Oh que non! Je ne m’imagine pas taper à la machine.
Si je peux paraître chialeux, en fait, c’est parce que je traine une tendinite depuis mes brèves mais désagréables expériences en usine, et que je prends les précautions nécessaires pour ne pas faire ressurgir la douleur. Quand c’est pour la santé, les dollars sont toujours bien investis.
Et je ne m’imagine pas retourner à la machine à écrire non plus. Il y a certaines choses dont je suis nostalgique, mais pas des vieilles «piocheuses», absolument pas.
Évidemment, si t’as tendance à la tendinite (belle allitération, non?) je te comprends de faire particulièrement attention au choix du clavier, ça se justifie entièrement. Pour ma part, j’avais un clavier «ergonomique» (courbé, à tout le moins) au travail et je n’ai pas tellement aimé. Le doigté était différent (même à deux doigts) à cause des touches de largeur variable et j’ai toujours eu l’impression de commettre plus de fautes de frappes.

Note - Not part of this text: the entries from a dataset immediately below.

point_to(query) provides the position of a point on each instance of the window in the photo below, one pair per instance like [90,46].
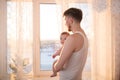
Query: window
[50,28]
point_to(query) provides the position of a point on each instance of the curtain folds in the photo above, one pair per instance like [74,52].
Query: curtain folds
[101,40]
[104,37]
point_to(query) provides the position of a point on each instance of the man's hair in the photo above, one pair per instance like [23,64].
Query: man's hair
[74,13]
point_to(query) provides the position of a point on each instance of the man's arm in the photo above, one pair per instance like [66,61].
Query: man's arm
[66,53]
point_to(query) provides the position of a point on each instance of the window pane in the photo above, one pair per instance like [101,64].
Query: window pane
[50,28]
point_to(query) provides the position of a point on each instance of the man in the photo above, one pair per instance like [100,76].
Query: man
[74,52]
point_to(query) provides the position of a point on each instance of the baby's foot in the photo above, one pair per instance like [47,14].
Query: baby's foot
[53,75]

Remarque, ma position de travail est étrange elle aussi. Je m’assieds aussi bas que possible et je pose mon clavier sur le bureau et pas sur une petite tablette surbaissée. Il est donc très haut par rapport à moi. J’ai les avants-bras légèrement repliés vers le haut, mais les poignets sont droits, ce qui protège le canal carpien, je pense. Cette position me force aussi à garder le dos très droit – en position ergonomique normale, j’ai toujours l’impression d’être penché, que ça me tire dans le dos.
Ça fait 20 ans que mes amis me disent que ma position n’est pas ergonomique, mais les faits sont là: ils ont tous mal au dos et pas moi.
En définitive, l’ergonomie, c’est ce qui est confortable pour toi; pas ce que l’industrie a défini comme devant être confortable pour tous.